Leni Sonnenfeld’s Pictures

An appreciation

“Going back to a cherished place is so hazardous and can be so disillusioning and sad that 1 would advise never going back…” Thus writes the late photographer Leni Sonnenfeld in the personal essay that opens her book, The Eyes of Memory: Photographs from the Archives of Herbert & Leni Sonnenfeld (Yale University Press, $50). Yet even after her death, I disagree with her (as sometimes happened during our long friendship). For in this book she indeed creates a cherished place, a place that demands to be visited and revisited, a repository of history and of twentieth-century Jewish lives, foremost among them those of Leni Sonnenfeld and her husband, Herbert.

Born in Germany before the First World War, the Sonnenfelds met and married in Berlin under the ominous cloud of the Second. In 1933, Herbert set out for Palestine, hoping to find a new home there. Appalled by the conditions in the raw and dusty Yishuv, he returned to Berlin, bringing with him sensational photographs that quickly launched a new career for himself and, ultimately, his wife as well. While awaiting American visas, the Sonnenfelds documented the doomed Jewish community around them through the lens of Herbert’s Leica. Their visas arrived the day after Germany’s invasion of Poland in September of 1939. The Sonnenfelds made their way to New York with just four dollars, and one suitcase bulging with photo equipment and negatives.
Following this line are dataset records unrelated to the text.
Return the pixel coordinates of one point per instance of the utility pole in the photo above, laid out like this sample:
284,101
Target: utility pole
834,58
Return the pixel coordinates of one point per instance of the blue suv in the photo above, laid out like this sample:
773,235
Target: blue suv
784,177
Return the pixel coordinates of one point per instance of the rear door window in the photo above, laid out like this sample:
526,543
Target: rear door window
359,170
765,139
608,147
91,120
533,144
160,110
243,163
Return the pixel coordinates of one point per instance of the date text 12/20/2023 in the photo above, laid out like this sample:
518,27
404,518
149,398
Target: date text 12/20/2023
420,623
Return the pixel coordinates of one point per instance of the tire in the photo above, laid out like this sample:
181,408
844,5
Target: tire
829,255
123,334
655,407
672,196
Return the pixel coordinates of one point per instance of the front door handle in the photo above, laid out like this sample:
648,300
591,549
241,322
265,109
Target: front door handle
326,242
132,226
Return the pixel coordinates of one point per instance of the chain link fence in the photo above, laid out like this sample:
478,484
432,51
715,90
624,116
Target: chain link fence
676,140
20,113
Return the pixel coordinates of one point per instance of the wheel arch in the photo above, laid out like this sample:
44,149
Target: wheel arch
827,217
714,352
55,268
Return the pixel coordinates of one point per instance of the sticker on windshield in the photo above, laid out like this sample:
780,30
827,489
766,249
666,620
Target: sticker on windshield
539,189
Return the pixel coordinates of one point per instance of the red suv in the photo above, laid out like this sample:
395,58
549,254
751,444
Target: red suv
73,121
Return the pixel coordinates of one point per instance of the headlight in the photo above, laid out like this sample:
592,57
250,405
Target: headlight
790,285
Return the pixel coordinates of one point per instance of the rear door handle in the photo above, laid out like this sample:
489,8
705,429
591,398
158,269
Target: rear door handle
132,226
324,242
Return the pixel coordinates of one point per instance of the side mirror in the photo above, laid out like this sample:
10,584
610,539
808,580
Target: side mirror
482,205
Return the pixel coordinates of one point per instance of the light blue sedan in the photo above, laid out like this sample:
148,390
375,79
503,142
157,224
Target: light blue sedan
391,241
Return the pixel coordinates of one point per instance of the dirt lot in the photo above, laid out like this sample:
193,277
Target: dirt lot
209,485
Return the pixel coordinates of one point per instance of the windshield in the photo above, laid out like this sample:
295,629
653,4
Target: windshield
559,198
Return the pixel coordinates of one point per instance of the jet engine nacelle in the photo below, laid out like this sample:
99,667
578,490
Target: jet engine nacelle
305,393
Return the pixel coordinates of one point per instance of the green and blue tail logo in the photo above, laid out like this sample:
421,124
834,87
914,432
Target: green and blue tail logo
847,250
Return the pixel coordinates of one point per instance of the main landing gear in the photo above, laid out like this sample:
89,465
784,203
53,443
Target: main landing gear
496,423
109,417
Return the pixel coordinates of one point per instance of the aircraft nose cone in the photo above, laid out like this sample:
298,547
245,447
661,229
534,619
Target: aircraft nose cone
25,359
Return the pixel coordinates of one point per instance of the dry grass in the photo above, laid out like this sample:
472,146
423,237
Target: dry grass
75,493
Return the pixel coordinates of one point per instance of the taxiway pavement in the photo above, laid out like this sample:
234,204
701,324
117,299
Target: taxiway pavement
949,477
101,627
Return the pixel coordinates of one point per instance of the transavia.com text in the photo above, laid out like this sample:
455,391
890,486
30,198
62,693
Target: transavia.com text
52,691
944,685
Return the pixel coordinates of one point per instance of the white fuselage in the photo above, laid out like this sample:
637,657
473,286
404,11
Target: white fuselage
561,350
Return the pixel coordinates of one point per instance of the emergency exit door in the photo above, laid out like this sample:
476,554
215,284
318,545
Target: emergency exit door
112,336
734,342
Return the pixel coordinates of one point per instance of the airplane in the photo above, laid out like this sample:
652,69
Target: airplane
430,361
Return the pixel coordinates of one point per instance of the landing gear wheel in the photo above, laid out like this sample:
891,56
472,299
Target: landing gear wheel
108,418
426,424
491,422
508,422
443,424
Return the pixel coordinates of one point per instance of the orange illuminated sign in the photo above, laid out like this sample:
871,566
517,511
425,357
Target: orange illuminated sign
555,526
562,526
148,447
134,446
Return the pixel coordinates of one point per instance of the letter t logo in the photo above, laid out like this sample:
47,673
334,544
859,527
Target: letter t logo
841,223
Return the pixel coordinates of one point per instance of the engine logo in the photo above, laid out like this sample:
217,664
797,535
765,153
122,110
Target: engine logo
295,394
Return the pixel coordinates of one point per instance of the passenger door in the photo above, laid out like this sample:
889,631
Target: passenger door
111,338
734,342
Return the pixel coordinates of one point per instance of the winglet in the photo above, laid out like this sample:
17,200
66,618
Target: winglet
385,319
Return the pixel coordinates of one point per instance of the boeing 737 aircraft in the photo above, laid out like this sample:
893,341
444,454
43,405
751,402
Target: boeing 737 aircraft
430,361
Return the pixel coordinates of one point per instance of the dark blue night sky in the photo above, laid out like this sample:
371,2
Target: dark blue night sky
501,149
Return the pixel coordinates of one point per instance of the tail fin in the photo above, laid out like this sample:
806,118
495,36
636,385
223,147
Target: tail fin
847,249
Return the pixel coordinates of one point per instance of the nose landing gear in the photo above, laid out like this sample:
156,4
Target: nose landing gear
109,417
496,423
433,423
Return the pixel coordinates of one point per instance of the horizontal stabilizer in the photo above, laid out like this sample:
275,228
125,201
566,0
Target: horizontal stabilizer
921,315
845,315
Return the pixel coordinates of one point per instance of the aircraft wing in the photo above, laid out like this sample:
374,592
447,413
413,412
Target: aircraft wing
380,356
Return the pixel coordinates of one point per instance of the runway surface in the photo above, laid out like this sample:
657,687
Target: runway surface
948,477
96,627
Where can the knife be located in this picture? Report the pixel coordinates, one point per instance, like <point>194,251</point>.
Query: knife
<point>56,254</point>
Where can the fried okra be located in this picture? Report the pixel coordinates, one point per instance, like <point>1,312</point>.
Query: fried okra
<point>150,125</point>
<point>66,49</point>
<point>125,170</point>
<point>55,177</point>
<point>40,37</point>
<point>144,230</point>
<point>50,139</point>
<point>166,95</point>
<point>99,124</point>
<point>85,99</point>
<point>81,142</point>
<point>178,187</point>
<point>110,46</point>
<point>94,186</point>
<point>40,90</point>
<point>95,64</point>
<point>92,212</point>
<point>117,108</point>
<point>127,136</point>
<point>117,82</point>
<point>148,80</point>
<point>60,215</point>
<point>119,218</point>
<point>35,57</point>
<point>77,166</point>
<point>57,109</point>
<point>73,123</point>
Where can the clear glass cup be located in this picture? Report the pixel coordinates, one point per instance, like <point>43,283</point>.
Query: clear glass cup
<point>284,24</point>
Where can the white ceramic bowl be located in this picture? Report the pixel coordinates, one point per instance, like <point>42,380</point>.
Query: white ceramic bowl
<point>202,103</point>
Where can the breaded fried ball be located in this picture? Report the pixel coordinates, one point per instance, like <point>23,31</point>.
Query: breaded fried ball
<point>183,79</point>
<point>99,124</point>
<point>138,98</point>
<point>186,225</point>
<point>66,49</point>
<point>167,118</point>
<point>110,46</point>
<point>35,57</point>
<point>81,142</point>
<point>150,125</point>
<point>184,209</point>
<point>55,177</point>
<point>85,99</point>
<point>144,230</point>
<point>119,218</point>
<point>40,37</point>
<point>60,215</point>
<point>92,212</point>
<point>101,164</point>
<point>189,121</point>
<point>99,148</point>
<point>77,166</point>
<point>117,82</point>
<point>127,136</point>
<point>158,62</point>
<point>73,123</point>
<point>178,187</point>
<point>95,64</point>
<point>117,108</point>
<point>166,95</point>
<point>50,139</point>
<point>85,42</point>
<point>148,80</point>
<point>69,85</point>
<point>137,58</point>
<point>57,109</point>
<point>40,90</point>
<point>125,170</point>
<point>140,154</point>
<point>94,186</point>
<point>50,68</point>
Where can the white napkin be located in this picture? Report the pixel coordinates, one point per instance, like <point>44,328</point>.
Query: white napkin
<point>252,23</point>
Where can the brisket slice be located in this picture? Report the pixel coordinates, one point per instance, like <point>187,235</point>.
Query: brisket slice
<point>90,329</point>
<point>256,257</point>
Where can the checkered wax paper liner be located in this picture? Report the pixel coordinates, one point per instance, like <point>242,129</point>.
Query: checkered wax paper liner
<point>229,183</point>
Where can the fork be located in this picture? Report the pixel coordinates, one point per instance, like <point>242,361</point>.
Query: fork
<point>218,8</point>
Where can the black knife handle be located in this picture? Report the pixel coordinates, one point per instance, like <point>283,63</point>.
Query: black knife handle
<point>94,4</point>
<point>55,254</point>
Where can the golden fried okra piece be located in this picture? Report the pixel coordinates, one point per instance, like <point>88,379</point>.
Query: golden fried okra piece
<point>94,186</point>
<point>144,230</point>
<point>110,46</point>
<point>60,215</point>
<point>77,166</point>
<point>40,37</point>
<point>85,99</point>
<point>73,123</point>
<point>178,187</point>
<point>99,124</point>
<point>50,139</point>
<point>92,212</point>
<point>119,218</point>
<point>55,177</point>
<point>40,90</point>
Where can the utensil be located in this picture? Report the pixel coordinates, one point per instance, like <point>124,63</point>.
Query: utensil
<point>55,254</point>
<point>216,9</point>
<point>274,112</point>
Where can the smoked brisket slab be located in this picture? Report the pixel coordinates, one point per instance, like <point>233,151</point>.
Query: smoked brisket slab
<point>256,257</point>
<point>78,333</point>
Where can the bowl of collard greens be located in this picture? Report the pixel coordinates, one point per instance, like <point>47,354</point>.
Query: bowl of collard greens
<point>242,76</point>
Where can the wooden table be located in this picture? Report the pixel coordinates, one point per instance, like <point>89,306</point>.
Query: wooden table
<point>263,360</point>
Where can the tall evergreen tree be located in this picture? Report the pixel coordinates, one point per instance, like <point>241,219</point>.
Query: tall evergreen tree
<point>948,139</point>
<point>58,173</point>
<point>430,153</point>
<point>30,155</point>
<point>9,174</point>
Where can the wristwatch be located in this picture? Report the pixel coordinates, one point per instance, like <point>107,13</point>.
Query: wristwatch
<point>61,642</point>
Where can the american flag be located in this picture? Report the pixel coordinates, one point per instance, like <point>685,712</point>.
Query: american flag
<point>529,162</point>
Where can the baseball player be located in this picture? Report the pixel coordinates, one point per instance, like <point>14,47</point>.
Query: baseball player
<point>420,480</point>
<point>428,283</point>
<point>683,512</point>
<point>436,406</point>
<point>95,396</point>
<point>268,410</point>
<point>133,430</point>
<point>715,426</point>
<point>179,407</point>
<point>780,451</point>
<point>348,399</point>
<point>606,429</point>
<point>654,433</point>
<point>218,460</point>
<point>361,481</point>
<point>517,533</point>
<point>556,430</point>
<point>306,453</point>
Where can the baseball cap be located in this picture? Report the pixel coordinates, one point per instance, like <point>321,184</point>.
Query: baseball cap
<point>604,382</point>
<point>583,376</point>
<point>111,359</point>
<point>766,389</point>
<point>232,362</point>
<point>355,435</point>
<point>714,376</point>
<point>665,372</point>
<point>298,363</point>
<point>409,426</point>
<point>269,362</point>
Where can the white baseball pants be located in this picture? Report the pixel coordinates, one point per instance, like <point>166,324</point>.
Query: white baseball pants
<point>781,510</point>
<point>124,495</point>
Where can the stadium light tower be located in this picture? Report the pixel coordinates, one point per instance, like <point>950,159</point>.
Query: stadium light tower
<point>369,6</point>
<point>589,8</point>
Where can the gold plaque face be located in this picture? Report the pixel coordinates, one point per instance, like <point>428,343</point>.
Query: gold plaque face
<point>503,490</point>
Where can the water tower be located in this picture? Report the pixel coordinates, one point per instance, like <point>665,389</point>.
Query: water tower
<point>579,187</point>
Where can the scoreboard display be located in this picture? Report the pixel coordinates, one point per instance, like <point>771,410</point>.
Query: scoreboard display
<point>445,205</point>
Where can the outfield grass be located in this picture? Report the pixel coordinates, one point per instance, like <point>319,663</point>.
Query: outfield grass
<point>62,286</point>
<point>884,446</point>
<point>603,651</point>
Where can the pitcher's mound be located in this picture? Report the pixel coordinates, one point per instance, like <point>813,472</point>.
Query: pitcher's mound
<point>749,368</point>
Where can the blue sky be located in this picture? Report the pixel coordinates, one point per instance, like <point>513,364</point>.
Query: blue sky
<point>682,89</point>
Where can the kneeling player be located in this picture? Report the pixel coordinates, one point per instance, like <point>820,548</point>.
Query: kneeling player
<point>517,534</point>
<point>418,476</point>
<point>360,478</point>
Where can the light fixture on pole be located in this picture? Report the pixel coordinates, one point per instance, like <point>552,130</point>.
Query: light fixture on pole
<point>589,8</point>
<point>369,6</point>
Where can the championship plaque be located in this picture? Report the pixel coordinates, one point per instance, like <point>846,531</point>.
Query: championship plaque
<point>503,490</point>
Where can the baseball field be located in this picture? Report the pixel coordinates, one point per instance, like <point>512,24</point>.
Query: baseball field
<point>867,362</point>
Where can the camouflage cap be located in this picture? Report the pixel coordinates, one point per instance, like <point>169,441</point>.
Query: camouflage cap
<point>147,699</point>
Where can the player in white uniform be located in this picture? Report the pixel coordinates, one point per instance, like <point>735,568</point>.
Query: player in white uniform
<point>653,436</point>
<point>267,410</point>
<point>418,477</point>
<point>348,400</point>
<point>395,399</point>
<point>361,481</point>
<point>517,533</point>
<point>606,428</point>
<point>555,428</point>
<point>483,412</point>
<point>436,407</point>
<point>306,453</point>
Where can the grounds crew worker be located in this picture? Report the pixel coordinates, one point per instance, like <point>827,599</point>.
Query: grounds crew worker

Individual in their styles, but together in their professional success, Leni and Herbert continued photographing Jewish life for some six more decades. Herbert focused on Jewish events and personalities, many of them of historic importance, until his retirement in the 1960s. Capturing the history and drama of an entire people in intimate, single-frame increments, Leni intrepidly traveled the Jewish world until almost the end of the 20th century. Many of their pictures became icons: light streaming into a Jerusalem market in 1934; Youth Aliyah children and their parents parting forever on European train platforms; immigrants from tens of nations arriving at the port of Haifa. From the Sonnenfeld’s joint archive of some 250,000 negatives— “they are our children,” as Leni often said—she selected the images for the book she conceived in her 80’s, “an historical memoir of two photographers.”

Alas, Yale University Press did not manage to bring out The Eyes of Memory before Leni’s death at 96 last year, but her voice and her discerning, loving eye are present on every page; in every word and picture. Despite the horrific associations they might evoke, Leni and Herbert Sonnenfeld’s photographs create a real place that is not sad, not disillusioning: it is, rather, a joyful affirmation of Jewish life.